Julien Le Guet était notamment jugé pour « participation à un groupement, menace de destruction, vol d’une pelle et des inscriptions sur un panneau », en octobre 2022. Il a donc été reconnu coupable mercredi par la cour d’appel de Poitiers (Vienne). Il est condamné à six mois de détention à domicile, avec exécution provisoire et devra donc porter un bracelet électronique. Le militant doit également 1 500 euros de frais de procédure à la structure visée par le tag.

Julien Le Guet est aussi interdit de paraître à Sainte-Soline et Mauzé-sur-le-Mignon (Deux-Sèvres) pendant trois ans. « C’est la peine la plus lourde jamais prononcée à mon encontre, je suis très choqué », a réagi le militant. En revanche, il a été relaxé pour d’autres dégradations commises en octobre 2022, à Sainte-Soline.

Pour autant, le militant n’en a pas fini avec la justice.
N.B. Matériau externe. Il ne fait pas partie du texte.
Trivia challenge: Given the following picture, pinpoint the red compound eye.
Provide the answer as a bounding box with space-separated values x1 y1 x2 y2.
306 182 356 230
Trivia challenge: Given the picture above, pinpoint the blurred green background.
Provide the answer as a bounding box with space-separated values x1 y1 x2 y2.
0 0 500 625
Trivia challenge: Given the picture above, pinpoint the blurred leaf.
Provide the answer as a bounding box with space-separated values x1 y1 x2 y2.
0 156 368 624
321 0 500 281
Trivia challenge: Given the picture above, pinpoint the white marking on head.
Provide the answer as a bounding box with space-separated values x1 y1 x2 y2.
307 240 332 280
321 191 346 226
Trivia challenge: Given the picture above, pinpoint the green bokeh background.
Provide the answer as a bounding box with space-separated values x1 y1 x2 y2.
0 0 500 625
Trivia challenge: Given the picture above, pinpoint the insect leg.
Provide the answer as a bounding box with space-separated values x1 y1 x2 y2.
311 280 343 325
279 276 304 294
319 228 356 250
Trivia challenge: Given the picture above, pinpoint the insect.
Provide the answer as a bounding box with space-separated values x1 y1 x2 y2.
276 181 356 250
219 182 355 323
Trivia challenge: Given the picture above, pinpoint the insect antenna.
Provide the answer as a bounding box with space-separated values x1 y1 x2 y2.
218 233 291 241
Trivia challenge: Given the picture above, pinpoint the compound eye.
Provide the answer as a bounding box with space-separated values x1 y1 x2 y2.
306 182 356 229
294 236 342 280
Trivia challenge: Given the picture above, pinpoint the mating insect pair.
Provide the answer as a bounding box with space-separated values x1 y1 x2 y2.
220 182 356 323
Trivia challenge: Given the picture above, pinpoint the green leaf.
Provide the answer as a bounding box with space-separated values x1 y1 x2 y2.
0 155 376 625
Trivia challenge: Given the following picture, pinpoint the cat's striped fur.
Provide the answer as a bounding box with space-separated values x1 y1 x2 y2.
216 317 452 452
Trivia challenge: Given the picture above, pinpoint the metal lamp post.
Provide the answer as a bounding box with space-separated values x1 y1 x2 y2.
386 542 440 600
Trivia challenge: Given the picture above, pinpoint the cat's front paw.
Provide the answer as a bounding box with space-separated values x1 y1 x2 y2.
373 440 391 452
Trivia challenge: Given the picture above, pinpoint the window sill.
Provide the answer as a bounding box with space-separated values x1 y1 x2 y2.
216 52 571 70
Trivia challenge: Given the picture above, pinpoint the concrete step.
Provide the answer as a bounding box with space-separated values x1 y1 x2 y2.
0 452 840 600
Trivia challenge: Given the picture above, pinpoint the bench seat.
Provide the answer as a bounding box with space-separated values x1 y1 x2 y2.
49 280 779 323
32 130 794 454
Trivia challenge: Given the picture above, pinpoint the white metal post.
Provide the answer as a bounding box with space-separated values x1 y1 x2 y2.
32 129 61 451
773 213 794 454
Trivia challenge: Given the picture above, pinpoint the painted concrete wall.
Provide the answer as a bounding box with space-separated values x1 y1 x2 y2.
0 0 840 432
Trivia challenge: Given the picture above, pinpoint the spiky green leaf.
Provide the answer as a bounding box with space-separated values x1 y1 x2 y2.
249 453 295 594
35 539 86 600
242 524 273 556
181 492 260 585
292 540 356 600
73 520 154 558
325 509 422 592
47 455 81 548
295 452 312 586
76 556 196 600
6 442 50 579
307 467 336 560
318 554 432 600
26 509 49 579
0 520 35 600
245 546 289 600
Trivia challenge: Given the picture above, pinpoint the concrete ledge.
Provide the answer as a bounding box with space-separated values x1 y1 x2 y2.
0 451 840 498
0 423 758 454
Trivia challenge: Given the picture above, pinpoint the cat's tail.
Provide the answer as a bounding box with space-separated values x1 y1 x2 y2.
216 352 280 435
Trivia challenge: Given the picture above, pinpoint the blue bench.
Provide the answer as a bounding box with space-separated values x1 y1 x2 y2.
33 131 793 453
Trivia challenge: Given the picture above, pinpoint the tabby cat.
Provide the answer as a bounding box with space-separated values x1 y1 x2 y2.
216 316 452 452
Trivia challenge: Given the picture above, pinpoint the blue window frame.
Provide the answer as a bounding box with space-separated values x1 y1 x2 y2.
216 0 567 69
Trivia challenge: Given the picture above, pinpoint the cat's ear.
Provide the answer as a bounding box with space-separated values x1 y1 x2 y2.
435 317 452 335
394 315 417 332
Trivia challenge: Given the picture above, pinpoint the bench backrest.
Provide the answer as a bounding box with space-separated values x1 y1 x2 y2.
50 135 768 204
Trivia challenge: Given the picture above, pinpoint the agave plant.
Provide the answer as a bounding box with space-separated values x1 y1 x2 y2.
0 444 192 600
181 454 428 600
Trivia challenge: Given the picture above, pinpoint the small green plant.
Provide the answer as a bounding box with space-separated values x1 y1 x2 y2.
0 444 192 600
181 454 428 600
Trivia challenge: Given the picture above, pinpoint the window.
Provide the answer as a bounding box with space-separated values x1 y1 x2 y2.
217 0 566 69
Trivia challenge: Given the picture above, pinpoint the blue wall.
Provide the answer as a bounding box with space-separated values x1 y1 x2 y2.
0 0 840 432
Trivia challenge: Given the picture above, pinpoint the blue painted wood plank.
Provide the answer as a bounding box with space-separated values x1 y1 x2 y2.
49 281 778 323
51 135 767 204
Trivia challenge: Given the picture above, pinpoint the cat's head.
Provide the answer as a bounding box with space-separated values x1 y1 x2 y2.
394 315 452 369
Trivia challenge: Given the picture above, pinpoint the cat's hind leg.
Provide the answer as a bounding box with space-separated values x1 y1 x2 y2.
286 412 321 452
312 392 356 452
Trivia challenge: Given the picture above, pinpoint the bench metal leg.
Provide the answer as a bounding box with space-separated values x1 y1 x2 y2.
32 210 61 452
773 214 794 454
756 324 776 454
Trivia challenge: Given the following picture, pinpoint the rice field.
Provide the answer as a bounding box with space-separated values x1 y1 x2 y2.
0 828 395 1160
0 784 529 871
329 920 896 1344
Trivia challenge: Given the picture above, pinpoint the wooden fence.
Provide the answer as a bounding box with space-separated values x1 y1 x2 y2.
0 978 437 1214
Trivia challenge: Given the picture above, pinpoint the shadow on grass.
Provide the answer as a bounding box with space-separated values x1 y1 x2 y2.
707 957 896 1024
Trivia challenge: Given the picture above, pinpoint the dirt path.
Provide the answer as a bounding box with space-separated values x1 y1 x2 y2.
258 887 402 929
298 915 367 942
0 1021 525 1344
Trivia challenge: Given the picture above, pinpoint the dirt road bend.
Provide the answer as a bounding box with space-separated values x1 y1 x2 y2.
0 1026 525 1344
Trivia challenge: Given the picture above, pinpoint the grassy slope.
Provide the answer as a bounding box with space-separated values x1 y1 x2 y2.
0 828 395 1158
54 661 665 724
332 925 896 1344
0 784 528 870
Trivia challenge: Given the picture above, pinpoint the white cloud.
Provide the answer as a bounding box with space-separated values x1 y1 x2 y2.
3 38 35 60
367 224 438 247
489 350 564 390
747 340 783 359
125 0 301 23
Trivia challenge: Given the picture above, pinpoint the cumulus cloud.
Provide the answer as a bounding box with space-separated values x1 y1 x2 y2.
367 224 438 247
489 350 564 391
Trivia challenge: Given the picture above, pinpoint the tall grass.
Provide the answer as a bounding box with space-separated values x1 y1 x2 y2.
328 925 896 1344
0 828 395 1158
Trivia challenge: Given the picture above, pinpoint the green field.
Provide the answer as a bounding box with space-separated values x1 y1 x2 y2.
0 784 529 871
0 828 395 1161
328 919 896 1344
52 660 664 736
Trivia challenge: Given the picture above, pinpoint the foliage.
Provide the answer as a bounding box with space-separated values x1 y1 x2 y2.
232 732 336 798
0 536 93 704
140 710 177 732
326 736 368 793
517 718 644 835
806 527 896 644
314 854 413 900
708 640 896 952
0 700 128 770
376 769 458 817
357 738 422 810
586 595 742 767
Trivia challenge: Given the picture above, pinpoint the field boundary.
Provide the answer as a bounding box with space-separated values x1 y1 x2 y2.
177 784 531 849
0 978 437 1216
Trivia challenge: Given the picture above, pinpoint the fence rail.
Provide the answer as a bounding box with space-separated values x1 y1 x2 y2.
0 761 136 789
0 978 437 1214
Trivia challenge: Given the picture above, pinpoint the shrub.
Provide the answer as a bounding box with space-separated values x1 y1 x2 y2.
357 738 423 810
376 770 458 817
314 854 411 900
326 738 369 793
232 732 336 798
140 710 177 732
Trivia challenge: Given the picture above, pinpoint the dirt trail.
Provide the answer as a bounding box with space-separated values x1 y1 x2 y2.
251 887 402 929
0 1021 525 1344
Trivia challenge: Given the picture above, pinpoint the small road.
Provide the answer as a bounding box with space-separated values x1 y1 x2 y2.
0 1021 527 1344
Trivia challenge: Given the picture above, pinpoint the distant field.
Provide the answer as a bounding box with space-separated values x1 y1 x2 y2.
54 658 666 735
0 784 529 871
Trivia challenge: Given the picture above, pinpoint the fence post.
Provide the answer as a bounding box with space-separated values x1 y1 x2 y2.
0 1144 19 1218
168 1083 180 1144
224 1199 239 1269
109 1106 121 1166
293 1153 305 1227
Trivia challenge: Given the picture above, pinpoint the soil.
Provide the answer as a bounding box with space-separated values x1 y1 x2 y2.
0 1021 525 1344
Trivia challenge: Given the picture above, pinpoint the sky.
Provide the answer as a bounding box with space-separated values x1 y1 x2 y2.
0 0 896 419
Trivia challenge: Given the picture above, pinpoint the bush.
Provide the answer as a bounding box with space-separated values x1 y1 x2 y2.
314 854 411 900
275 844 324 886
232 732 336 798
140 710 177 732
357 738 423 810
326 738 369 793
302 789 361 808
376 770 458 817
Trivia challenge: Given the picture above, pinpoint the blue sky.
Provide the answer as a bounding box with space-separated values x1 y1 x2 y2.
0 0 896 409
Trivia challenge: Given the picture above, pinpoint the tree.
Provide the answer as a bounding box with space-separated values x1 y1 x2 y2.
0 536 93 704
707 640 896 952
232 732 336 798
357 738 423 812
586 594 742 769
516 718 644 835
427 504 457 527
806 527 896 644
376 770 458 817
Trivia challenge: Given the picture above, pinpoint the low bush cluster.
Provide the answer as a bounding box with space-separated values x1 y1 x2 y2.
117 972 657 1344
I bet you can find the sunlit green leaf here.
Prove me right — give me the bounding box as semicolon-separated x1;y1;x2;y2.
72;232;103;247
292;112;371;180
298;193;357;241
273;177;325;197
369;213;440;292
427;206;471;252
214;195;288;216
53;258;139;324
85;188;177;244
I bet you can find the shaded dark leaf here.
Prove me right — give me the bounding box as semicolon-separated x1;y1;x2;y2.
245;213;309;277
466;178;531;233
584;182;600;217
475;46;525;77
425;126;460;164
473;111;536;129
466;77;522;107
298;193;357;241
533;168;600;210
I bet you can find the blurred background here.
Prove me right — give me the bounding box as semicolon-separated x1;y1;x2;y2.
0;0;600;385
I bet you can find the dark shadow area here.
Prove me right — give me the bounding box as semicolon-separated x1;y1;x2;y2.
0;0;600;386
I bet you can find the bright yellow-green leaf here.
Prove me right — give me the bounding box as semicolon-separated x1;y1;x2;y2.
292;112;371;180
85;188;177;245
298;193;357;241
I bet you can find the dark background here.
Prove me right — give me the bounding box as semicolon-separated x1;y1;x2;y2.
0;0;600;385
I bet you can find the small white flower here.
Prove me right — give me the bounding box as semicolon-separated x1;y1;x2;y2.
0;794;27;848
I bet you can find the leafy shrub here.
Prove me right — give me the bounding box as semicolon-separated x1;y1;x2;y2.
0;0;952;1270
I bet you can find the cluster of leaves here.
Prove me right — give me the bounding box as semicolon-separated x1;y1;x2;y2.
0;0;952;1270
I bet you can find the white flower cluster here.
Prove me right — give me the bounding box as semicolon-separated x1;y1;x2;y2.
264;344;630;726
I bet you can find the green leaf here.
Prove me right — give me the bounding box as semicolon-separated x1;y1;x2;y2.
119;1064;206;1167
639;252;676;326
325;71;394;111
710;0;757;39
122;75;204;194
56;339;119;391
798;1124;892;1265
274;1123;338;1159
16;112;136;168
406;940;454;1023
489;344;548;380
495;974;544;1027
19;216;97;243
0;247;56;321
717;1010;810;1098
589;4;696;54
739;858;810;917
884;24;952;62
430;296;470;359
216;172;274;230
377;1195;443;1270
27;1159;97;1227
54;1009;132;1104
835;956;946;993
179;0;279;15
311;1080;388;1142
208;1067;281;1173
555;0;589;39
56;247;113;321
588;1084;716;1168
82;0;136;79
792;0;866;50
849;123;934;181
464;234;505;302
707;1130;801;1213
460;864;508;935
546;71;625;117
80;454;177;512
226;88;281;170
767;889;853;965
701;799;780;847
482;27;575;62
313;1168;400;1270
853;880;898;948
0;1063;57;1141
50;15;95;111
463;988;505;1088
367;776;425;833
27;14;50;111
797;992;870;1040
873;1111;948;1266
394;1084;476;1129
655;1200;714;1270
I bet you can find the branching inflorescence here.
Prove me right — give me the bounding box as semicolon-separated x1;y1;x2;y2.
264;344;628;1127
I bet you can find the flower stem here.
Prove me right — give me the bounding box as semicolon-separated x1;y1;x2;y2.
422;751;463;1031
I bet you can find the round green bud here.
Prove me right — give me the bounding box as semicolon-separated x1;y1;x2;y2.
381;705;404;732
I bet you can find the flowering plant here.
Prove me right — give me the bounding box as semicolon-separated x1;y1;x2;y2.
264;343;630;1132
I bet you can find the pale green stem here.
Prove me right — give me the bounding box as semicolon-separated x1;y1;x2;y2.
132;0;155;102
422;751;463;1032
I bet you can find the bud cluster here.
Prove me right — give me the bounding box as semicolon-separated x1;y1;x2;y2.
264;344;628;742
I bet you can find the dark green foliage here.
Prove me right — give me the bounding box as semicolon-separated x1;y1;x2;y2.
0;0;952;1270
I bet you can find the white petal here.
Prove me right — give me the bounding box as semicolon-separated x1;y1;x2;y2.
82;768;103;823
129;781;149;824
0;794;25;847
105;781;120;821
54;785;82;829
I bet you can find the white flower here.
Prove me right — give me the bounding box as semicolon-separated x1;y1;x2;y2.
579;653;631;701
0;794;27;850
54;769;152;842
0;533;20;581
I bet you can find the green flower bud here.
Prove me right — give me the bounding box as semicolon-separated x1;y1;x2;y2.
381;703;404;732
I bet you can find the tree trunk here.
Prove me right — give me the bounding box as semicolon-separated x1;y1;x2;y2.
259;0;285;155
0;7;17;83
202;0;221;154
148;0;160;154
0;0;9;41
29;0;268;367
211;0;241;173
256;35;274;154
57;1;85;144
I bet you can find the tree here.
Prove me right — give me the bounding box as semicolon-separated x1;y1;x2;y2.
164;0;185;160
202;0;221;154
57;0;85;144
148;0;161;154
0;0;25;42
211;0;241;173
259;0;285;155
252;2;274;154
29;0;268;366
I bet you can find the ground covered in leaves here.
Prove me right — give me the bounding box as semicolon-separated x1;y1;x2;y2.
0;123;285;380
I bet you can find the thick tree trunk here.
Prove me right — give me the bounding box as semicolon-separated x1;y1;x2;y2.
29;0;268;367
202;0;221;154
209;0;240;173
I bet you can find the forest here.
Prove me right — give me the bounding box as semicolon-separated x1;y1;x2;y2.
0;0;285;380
Il est notamment convoqué à Poitiers, le 29 juin prochain, pour des faits de diffamation dans un tag visant un colonel de gendarmerie. Julien Le Guet avait notamment été condamné en appel début février à trois mois de prison avec sursis pour l’organisation de manifestations illégales. Le porte-parole a ensuite été rejugé début mars devant la cour d’appel de Poitiers, cette fois pour des tags et des dégradations à Sainte-Soline entre 2022 et 2023. La décision avait été mise en délibéré à ce mercredi 6 mai.

Fin 2022, un premier rassemblement avait eu lieu à Sainte-Soline pour protester contre la construction de méga-bassines. En mars 2023, une nouvelle manifestation avait eu lieu dans le département. Les deux rassemblements – qui ont rassemblé des milliers de personnes – ont fait plusieurs blessés du côté des forces de l’ordre et des militants.